Veterinarians have liability risks. You should talk to your attorney about your state’s laws and understand how to better protect yourself. We asked experienced horse person and attorney Milton C. Toby whether we should post “Caution Horses Bite” signs in light of the recent ruling in Connecticut about whether horses are inherently dangerous in a legal sense. The information in this article is meant as a discussion, not legal advice.
Should horse businesses post “Caution Horses Bite” signs?
There are too many variables for a one-size-fits-all answer—does your state have an equine activity liability statute with requirements for warning signs? If so, have you posted those signs? Is the horse a fractious stallion or a placid gelding? Does the horse have a history of biting or are you trying to be proactive? Do you use written liability waivers for your clients that specifically include biting as an inherent risk of being around horses? The best advice is to pose the question to an attorney familiar with the laws in your state and with how those laws affect the horse business.

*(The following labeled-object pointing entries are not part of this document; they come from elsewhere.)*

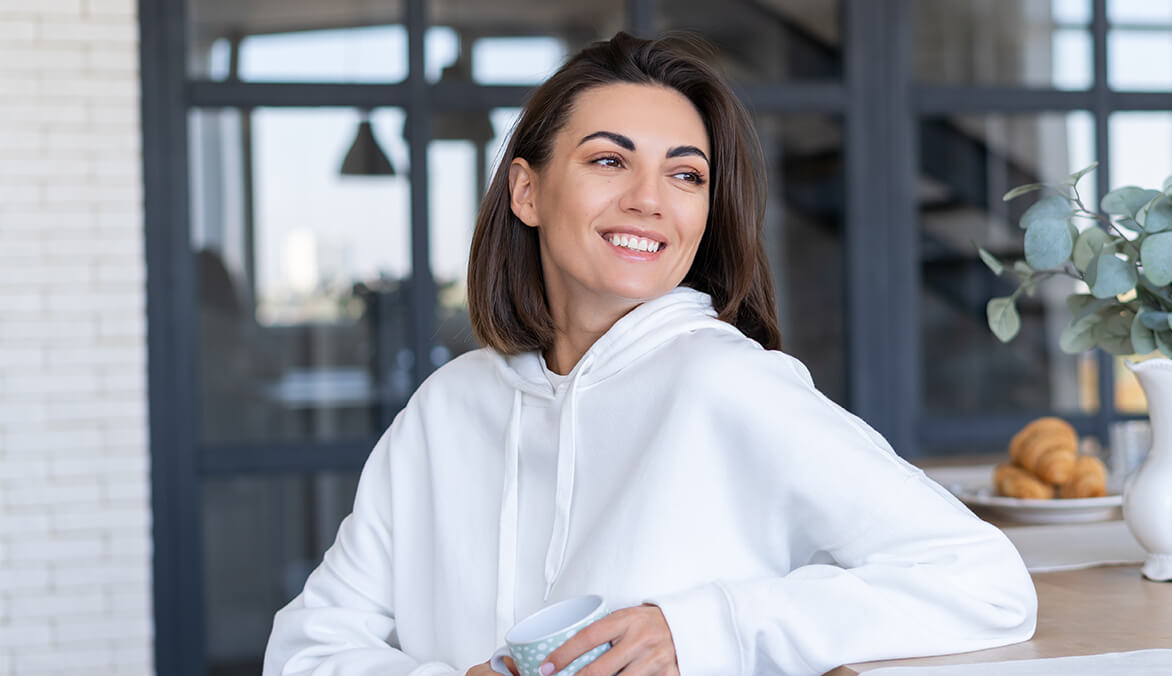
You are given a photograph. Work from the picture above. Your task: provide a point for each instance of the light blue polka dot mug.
(531, 640)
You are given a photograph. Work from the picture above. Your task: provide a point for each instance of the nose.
(642, 195)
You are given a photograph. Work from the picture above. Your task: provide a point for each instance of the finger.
(607, 629)
(618, 659)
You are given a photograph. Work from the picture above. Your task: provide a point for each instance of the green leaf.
(1003, 320)
(1090, 241)
(1156, 254)
(1022, 190)
(1164, 342)
(990, 260)
(1158, 214)
(1079, 334)
(1108, 275)
(1082, 305)
(1113, 333)
(1074, 177)
(1130, 224)
(1128, 200)
(1046, 210)
(1155, 319)
(1143, 338)
(1049, 243)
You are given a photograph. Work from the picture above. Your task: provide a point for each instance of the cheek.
(695, 219)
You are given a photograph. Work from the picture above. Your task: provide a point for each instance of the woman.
(632, 430)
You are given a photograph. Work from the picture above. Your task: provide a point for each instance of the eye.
(612, 161)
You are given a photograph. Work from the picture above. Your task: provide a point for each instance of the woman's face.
(621, 204)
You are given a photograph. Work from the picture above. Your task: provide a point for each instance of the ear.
(523, 191)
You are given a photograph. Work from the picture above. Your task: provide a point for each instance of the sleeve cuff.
(434, 669)
(703, 630)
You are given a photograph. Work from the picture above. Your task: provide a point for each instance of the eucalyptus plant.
(1123, 254)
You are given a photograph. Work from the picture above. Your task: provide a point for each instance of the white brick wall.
(75, 594)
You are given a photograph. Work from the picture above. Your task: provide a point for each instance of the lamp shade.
(365, 156)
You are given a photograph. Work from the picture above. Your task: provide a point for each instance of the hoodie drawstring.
(506, 564)
(564, 497)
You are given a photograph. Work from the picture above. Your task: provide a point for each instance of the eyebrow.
(625, 143)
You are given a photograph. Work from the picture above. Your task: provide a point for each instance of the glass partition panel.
(966, 165)
(462, 162)
(1139, 45)
(804, 240)
(515, 41)
(304, 272)
(1027, 42)
(261, 538)
(297, 40)
(782, 40)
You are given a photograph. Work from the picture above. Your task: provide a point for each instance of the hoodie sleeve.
(343, 621)
(900, 568)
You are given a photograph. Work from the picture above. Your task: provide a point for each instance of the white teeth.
(635, 243)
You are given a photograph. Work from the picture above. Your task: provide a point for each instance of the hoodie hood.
(633, 336)
(636, 333)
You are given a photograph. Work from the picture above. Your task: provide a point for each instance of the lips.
(635, 241)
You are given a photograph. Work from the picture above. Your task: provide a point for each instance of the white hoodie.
(679, 464)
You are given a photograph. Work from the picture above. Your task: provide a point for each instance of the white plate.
(1029, 511)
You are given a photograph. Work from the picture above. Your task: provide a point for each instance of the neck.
(574, 333)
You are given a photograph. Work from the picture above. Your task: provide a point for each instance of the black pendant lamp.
(366, 157)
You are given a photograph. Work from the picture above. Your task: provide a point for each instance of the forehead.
(648, 114)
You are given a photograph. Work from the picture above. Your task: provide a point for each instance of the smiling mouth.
(629, 241)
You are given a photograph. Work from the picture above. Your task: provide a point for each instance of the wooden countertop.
(1105, 609)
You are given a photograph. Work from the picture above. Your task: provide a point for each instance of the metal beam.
(171, 350)
(232, 459)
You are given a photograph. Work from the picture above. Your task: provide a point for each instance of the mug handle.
(498, 661)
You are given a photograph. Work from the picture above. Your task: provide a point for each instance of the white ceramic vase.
(1147, 492)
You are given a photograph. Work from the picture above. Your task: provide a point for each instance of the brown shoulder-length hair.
(505, 287)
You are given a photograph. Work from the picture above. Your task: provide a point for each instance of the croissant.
(1048, 448)
(1089, 479)
(1014, 482)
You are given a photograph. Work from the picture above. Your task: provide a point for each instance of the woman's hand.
(640, 646)
(486, 669)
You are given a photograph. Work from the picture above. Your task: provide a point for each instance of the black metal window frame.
(877, 100)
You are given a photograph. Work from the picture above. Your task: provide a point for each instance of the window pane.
(261, 537)
(764, 41)
(966, 165)
(804, 240)
(1140, 155)
(519, 42)
(1139, 53)
(302, 272)
(1029, 42)
(462, 162)
(297, 41)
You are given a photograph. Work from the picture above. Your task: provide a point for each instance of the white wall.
(75, 592)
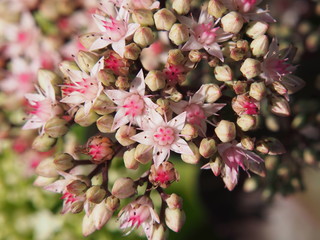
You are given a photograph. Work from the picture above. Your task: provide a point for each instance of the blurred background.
(285, 205)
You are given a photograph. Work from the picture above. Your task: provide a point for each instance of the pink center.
(115, 29)
(164, 136)
(205, 33)
(195, 114)
(133, 105)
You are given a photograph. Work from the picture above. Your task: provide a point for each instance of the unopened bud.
(256, 29)
(280, 107)
(260, 46)
(143, 37)
(250, 68)
(246, 122)
(195, 157)
(129, 161)
(124, 135)
(86, 60)
(104, 124)
(124, 188)
(95, 194)
(155, 80)
(216, 8)
(85, 119)
(132, 51)
(175, 219)
(223, 73)
(226, 131)
(56, 127)
(43, 143)
(232, 22)
(63, 162)
(179, 33)
(258, 90)
(182, 7)
(207, 147)
(164, 19)
(143, 16)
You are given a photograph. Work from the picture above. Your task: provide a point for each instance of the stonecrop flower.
(114, 30)
(163, 136)
(83, 88)
(205, 34)
(139, 213)
(133, 105)
(197, 111)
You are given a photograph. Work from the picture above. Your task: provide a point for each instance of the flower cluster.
(139, 82)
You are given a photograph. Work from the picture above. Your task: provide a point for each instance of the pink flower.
(139, 213)
(248, 9)
(197, 111)
(205, 35)
(163, 136)
(84, 88)
(132, 105)
(114, 31)
(234, 155)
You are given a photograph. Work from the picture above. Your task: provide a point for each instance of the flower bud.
(124, 135)
(182, 7)
(192, 159)
(179, 33)
(232, 22)
(174, 201)
(175, 219)
(280, 107)
(43, 143)
(143, 16)
(223, 73)
(246, 122)
(100, 149)
(64, 162)
(76, 187)
(143, 153)
(104, 124)
(258, 90)
(95, 194)
(143, 37)
(216, 8)
(106, 77)
(260, 46)
(256, 29)
(250, 68)
(56, 127)
(226, 131)
(85, 120)
(155, 80)
(189, 132)
(124, 188)
(86, 60)
(207, 147)
(129, 161)
(175, 57)
(163, 175)
(132, 51)
(103, 105)
(46, 168)
(164, 19)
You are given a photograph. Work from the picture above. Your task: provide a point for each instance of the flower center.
(205, 33)
(195, 114)
(115, 29)
(134, 105)
(164, 136)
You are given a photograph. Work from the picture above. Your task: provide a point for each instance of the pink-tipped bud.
(124, 188)
(226, 131)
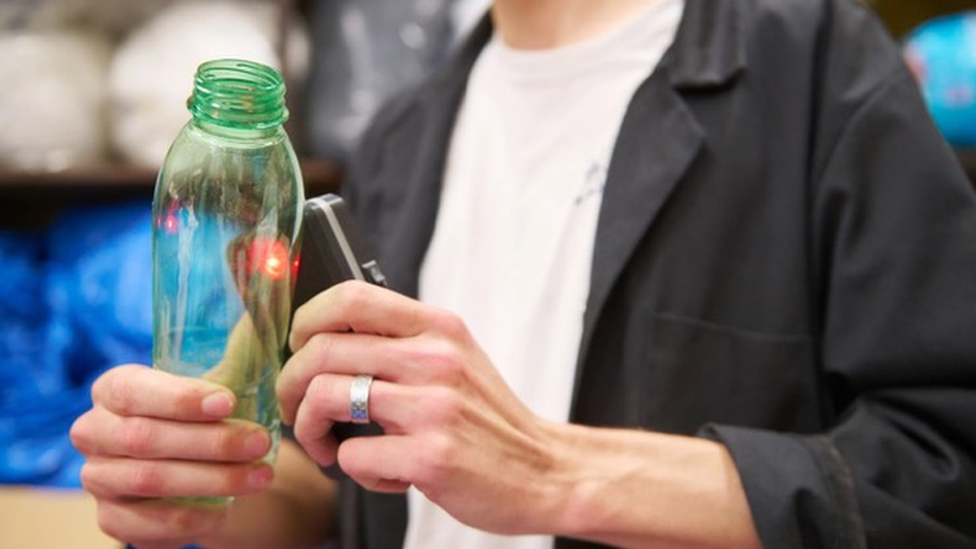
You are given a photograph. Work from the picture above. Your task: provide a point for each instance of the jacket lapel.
(658, 140)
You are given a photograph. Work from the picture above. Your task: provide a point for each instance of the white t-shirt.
(513, 243)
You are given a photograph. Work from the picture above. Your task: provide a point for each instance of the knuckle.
(196, 519)
(90, 480)
(433, 466)
(145, 479)
(445, 406)
(80, 434)
(137, 437)
(444, 361)
(118, 394)
(353, 296)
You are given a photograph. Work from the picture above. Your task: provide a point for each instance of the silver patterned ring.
(359, 398)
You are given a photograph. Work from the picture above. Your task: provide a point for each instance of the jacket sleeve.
(893, 234)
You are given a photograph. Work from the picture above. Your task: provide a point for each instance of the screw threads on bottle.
(238, 94)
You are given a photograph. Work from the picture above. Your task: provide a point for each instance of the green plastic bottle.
(226, 215)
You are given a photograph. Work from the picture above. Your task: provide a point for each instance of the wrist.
(633, 488)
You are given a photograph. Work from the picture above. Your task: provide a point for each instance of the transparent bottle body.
(226, 215)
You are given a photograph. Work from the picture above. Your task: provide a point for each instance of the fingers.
(140, 391)
(327, 402)
(122, 478)
(372, 462)
(158, 524)
(100, 432)
(357, 307)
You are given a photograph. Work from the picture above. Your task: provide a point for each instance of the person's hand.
(452, 428)
(152, 435)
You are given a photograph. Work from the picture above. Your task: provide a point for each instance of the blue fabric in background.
(75, 300)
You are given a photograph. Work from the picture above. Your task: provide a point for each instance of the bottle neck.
(238, 99)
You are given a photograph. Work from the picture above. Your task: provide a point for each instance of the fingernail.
(218, 405)
(256, 444)
(260, 477)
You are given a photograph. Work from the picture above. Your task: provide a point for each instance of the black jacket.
(785, 261)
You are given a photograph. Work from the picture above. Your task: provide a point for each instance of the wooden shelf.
(110, 181)
(29, 200)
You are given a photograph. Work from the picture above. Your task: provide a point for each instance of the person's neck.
(542, 24)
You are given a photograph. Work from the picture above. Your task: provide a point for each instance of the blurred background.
(91, 94)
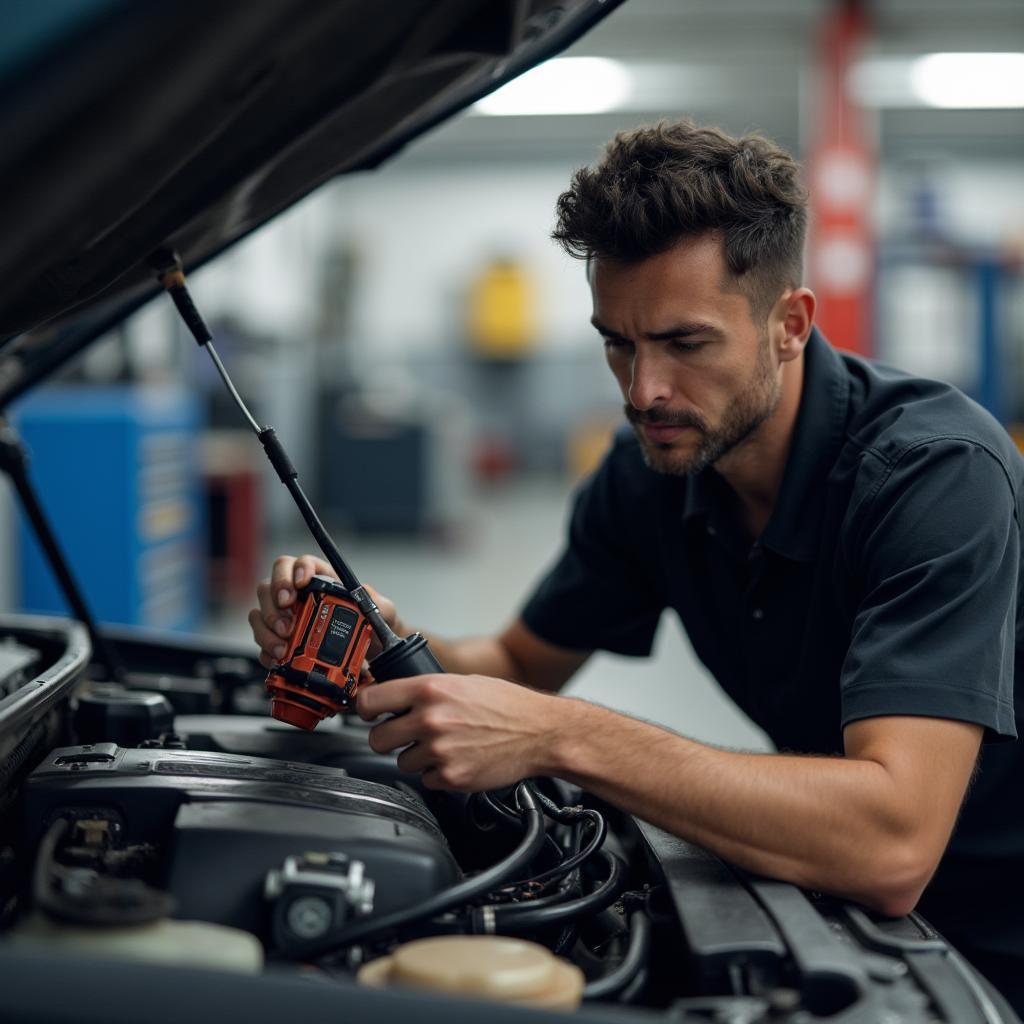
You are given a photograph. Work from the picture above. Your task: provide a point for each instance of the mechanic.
(841, 541)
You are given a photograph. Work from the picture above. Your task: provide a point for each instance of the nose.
(650, 383)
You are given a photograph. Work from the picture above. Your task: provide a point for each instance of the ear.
(795, 314)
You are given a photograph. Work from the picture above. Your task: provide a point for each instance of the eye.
(614, 343)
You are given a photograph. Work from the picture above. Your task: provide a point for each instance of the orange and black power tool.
(335, 620)
(322, 670)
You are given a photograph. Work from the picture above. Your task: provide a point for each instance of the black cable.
(500, 810)
(519, 918)
(42, 893)
(464, 892)
(593, 845)
(564, 815)
(636, 955)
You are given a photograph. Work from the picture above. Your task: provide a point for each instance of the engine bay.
(167, 827)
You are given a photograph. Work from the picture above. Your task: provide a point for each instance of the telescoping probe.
(321, 673)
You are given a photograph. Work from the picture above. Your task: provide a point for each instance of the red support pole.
(843, 170)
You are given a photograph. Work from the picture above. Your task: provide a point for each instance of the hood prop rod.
(169, 270)
(14, 462)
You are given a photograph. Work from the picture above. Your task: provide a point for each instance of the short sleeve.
(600, 593)
(937, 555)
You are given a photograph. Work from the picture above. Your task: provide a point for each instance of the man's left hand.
(462, 732)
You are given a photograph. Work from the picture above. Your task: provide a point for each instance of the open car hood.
(134, 124)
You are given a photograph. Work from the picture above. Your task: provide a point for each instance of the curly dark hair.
(658, 184)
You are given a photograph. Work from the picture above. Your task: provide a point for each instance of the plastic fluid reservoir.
(186, 943)
(486, 967)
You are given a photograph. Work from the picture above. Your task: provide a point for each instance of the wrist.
(564, 738)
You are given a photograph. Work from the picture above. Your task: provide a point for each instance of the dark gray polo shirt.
(885, 583)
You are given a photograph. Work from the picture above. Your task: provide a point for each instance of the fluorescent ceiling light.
(969, 80)
(565, 85)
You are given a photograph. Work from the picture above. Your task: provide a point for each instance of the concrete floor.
(471, 585)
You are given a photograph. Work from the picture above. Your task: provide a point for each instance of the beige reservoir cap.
(488, 967)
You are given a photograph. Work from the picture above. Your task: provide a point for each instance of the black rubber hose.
(636, 956)
(594, 844)
(520, 918)
(464, 892)
(42, 894)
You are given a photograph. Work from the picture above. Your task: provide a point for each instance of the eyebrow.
(687, 330)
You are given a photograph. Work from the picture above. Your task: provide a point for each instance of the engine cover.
(220, 822)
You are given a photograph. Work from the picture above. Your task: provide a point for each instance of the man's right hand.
(273, 621)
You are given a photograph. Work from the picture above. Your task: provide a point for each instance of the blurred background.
(423, 348)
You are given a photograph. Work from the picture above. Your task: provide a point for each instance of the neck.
(755, 469)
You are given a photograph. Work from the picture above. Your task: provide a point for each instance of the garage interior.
(423, 348)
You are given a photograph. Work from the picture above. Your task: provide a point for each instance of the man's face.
(698, 376)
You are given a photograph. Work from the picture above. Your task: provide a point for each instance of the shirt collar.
(795, 526)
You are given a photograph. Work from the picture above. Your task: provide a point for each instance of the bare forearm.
(829, 823)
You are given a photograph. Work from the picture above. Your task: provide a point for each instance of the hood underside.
(131, 125)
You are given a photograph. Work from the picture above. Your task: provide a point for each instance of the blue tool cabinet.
(118, 472)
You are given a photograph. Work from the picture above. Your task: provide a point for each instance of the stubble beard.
(747, 413)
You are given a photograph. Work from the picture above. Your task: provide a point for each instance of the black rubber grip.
(189, 313)
(278, 456)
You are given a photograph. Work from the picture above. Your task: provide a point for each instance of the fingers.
(394, 697)
(393, 734)
(272, 622)
(270, 644)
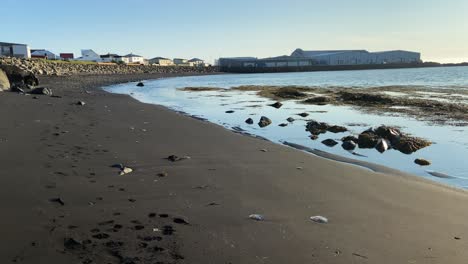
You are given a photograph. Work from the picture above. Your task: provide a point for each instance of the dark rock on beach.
(264, 121)
(4, 82)
(350, 138)
(42, 91)
(18, 76)
(277, 105)
(317, 128)
(367, 139)
(348, 145)
(408, 145)
(382, 145)
(329, 142)
(422, 162)
(318, 100)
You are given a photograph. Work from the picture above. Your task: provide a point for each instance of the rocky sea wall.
(59, 68)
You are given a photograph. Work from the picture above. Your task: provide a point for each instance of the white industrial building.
(43, 54)
(357, 57)
(89, 55)
(302, 58)
(14, 50)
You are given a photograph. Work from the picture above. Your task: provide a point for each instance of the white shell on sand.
(257, 217)
(126, 170)
(319, 219)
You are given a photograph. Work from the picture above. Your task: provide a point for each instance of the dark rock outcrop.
(317, 128)
(382, 145)
(408, 145)
(385, 137)
(329, 142)
(264, 121)
(4, 81)
(318, 100)
(277, 105)
(422, 162)
(41, 90)
(348, 145)
(367, 139)
(19, 77)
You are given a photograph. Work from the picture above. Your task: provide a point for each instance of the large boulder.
(408, 145)
(264, 121)
(368, 139)
(4, 82)
(19, 77)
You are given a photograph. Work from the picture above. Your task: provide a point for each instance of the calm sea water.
(449, 153)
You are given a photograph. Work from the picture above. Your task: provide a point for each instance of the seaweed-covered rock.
(389, 133)
(408, 145)
(422, 162)
(337, 129)
(348, 145)
(367, 140)
(350, 138)
(382, 145)
(41, 90)
(364, 98)
(289, 93)
(264, 121)
(329, 142)
(277, 105)
(318, 100)
(4, 82)
(316, 128)
(19, 77)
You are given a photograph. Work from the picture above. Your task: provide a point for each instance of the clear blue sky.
(213, 28)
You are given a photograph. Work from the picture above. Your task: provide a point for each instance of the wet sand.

In general, horse owners in one of the 46 states with equine activity liability laws should follow the warning sign requirements of those laws to the letter. The laws represent legislative intent to insulate horse businesses from liability for injuries resulting from those risks inherent to the horse industry. Whether posting additional signs not required by the law, such as “Caution Horses Bite,” helps or hurts is a question of how courts interpret their state’s laws. Liability waivers that include assumption of the risk provisions and identify biting as one of those risks also are important, especially in states without equine activity liability laws (California, Maryland, New York and Nevada).
Connecticut has an equine activity liability law, but the state’s Supreme Court did not address the question of how—or even whether—that law applied in Vendrella v. Astriab Family Partnership. The Connecticut statute applies specifically to individuals “engaged in recreational equestrian activities,” and the defendants did not claim that the injured child was taking part in such activities.
Finally, it’s important to keep in mind that the decision by the Connecticut Supreme Court is not binding legal precedent anywhere else. Until a few trial results make their way through the Connecticut appellate courts, which is not a rapid process, it is difficult to assess the impact of this case.
State liability laws all have the same general purpose: To define the legal duty that a horse farm owner or equine activity sponsor has to someone else. Generally, that duty is to warn participants about inherent risks of equine activities (that’s the purpose of the signs), but not to make the activities safe. In Kentucky, where the law actually covers all farm animals, not just horses, there is a very broad definition of “farm animal activity” that covers just about everything.
There are limits, though–the law only applies to “participants” in the activity. Spectators are specifically excluded from application of the law. This means that the law can be used as a defense to a personal injury lawsuit if someone taking part in an equine activity is injured, but not if the injured person is merely watching. Some other states include spectators in the definition of “participants,” so it’s important to know what the law in your state says. My guess is that the defendants didn’t rely on the Connecticut equine activity liability law because they couldn’t argue that the injury involved an equine “activity.” The kid was bitten when he tried to pet a horse in a field adjacent to the owners’ greenhouse, not at an organized event of some kind.
The equine liability laws won’t help if a stranger stops his car, walks up to the fence, and gets bitten when he tries to pet a horse hanging its head over the fence. That’s not participating in an equine activity, either. That person is a trespasser on your property, though, and a landowner has no duty to keep a trespasser safe–unless the injured person is a child. Then an entirely different body of law (whether you’re liable because the horse is an attractive nuisance) comes into play.
So you can still be sued, even if you have signed waivers and have posted the correct signs?
You’re correct about the danger of frivolous lawsuits. The equine activity laws can’t prevent a lawsuit, but they do serve as an effective defense that can be raised in court unless one of the exceptions applies. These include negligence, faulty tack, failure to assess the riding ability of a participant, and so on.